Survey finds Latin American mines least satisfied with cost of maintaining EOM equipment

24th August 2015 By: Henry Lazenby - Creamer Media Deputy Editor: North America

Survey finds Latin American mines least satisfied with cost of maintaining EOM equipment

Photo by: Reuters

TORONTO (miningweekly.com) – Online data, analysis and advisory services firm Timetric has found that mines throughout Latin America are dissatisfied with their original-equipment manufacturers (OEMs) over cost-related factors, in particular maintenance and servicing costs.

In the survey ‘Winning and Retaining Business in the Mining Equipment Sector in Latin America, 2015', conducted by Timetric’s Mining Intelligence Centre (MIC), more than 100 key decision-makers at operating mines throughout the continent gave their OEMs low satisfaction ratings for cost-related factors.

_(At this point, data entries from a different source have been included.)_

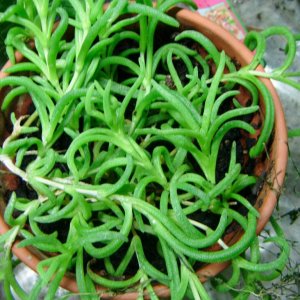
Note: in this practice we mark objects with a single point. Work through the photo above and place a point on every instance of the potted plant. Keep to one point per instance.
(140, 151)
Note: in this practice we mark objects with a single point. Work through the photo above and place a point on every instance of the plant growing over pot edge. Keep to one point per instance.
(124, 147)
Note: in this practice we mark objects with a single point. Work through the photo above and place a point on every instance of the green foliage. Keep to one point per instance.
(123, 146)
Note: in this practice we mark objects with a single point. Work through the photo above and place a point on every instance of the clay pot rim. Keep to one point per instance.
(278, 156)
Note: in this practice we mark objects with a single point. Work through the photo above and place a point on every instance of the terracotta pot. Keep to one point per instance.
(275, 165)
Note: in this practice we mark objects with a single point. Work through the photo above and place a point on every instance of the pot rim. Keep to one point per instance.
(278, 156)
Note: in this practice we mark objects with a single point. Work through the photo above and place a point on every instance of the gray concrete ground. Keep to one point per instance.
(260, 14)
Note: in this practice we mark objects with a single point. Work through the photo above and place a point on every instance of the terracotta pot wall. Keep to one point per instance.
(267, 198)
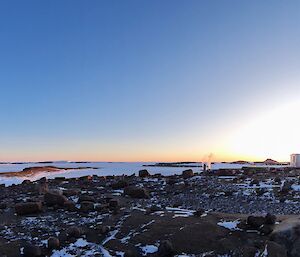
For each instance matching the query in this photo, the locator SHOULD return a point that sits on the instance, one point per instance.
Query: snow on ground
(231, 225)
(103, 169)
(149, 249)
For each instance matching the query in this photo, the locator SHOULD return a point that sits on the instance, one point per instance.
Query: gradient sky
(149, 80)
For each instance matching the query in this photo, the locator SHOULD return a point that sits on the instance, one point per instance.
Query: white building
(295, 160)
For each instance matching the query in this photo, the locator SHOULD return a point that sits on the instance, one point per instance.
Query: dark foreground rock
(28, 208)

“Timetric’s research demonstrates the current mind-set of mining companies in Latin America and the importance placed on minimising costs throughout the business. This includes costs associated with the maintenance and servicing of heavy mining equipment,” Timetric’s MIC senior mining analyst Nez Guevara said last week.

OEMs were rated across 16 different factors relating to cost, product attributes, as well as supplier attributes and capabilities. Respondents from Chile, Peru and Brazil consistently gave maintenance and service costs the lowest rating.

The survey concluded that suppliers wishing to win and retain contracts would have to lower their maintenance and service costs.

When asked in what areas their OEMs differentiated themselves from the rest of the market during the selection process, 94% of the respondents cited ‘better maintenance and service provisions’ as the highest rating differentiating factor.

Further, when asked to nominate areas in which their suppliers need to improve, 53% of respondents in Chile, 44% of those in Peru, and 22% of respondents in Brazil cited the ‘ability to support cost reduction/minimisation’ as one of the top three areas for improvement.

Failure to improve may result in business loss, with 26% of respondents saying they were likely to switch to a different supplier within the next five years. A further 25% of respondents indicated that they were uncertain whether they would either switch or remain with their current supplier.

There was a correlation between dissatisfaction with costs, in particular maintenance and service costs and the likelihood of switching. Of the significant markets covered, Brazil, Peru and Chile had the lowest levels of satisfaction with maintenance and service costs, while simultaneously having the highest likelihood of switching, with 33% in Brazil, 32% in Peru and 26% for Chile.